Gold rose to record highs above $1,620 an ounce on Monday, as a stalemate in budget talks in Washington to avert a ratings downgrade and debt default prompted investors to buy the metal as a safe haven. Bullion has gained nearly 8 percent in July, hitting five all-time highs in the past nine sessions, as prospects of a budget breakthrough that would allow the United States to raise its debt ceiling and avoid default faded over the weekend.
"People are still fearful of risk assets, and that's bleeding into the gold market among all the sovereign issues out there," said Jeffrey Sherman, commodities portfolio manager at DoubleLine Capital, which oversees $13 billion in assets. "You can see gold up another $200 to $1,800 by the end of the year just based on renewed fear of devaluation of currencies," he said.

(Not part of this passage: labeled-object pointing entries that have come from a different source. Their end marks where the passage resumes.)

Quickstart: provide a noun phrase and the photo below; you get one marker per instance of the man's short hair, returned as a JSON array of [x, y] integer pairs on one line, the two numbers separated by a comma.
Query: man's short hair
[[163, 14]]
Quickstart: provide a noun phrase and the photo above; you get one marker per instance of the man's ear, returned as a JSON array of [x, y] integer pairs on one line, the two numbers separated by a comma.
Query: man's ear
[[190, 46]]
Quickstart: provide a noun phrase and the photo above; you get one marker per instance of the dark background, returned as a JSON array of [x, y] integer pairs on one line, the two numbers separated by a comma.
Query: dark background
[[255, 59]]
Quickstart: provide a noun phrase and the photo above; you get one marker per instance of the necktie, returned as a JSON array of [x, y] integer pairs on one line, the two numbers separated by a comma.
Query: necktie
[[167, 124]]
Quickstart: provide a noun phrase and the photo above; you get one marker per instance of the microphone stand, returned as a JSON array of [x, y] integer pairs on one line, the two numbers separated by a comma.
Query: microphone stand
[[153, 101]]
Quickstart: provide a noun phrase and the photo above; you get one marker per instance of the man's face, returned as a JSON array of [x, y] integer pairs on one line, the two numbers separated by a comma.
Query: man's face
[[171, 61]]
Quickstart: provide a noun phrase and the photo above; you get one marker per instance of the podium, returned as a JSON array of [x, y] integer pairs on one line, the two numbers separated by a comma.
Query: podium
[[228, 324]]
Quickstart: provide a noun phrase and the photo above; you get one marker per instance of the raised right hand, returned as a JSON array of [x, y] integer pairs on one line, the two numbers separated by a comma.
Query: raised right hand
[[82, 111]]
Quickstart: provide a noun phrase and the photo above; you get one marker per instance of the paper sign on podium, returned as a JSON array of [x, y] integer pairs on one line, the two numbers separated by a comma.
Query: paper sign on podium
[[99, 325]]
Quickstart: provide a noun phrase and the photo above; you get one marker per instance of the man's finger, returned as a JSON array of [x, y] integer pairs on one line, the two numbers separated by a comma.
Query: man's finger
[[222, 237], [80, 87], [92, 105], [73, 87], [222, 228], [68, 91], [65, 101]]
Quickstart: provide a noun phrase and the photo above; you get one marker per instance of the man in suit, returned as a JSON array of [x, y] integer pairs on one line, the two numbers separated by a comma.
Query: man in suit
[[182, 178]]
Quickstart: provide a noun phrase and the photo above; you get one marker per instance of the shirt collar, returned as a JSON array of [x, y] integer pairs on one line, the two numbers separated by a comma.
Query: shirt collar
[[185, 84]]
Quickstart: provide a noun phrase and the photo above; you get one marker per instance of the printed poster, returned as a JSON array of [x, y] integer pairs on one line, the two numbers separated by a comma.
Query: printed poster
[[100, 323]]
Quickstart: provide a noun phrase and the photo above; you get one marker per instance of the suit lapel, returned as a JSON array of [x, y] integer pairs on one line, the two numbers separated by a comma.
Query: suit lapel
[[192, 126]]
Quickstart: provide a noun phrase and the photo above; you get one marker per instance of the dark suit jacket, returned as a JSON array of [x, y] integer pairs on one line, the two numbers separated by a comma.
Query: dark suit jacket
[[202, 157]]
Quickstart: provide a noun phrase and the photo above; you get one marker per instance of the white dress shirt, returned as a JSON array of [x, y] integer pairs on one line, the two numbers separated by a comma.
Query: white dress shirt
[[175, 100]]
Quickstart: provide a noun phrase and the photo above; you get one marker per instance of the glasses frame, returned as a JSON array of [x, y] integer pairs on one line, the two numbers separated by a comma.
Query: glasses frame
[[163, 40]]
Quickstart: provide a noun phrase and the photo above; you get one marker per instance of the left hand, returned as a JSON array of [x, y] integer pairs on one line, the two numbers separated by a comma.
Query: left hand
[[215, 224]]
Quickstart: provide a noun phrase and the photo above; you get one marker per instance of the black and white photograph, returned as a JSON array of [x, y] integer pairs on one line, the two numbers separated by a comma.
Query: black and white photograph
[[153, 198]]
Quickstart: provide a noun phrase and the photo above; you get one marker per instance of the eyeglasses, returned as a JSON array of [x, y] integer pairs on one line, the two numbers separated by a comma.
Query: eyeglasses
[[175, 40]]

Spot gold hit a record at $1,622.49 an ounce and was up 0.8 percent at $1,614.40 an ounce by 12:02 pm EDT (1602 GMT). US August gold futures gained $12.80 to $1,614.40 an ounce. Silver was up 0.6 percent at $40.355 an ounce. Bullion is up over 7 percent in July, on track for its biggest monthly gain since April on concerns over eurozone debt levels as well as the US budget talks.

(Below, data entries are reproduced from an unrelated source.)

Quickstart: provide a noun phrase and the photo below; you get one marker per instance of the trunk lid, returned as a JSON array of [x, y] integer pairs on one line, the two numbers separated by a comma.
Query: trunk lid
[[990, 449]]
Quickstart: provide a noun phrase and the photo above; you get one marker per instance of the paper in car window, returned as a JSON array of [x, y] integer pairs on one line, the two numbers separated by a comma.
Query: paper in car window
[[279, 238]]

Also underpinning gold is Moody's decision to cut Greece's credit rating further into junk territory. Moody's said it was almost certain to slap a default tag on Greek debt as a result of a new EU rescue package. A sharply divided US Congress pursued rival budget plans on Monday that appeared unlikely to win broad support ahead of an August 2 deadline when the $14.3 trillion limit on America's borrowing capacity is exhausted.
An unprecedented debt default in the world's largest economy would likely send shock waves through global markets. Rating agency Standard & Poor's last week reiterated that there was a 50-50 chance the US AAA credit rating could be cut within three months.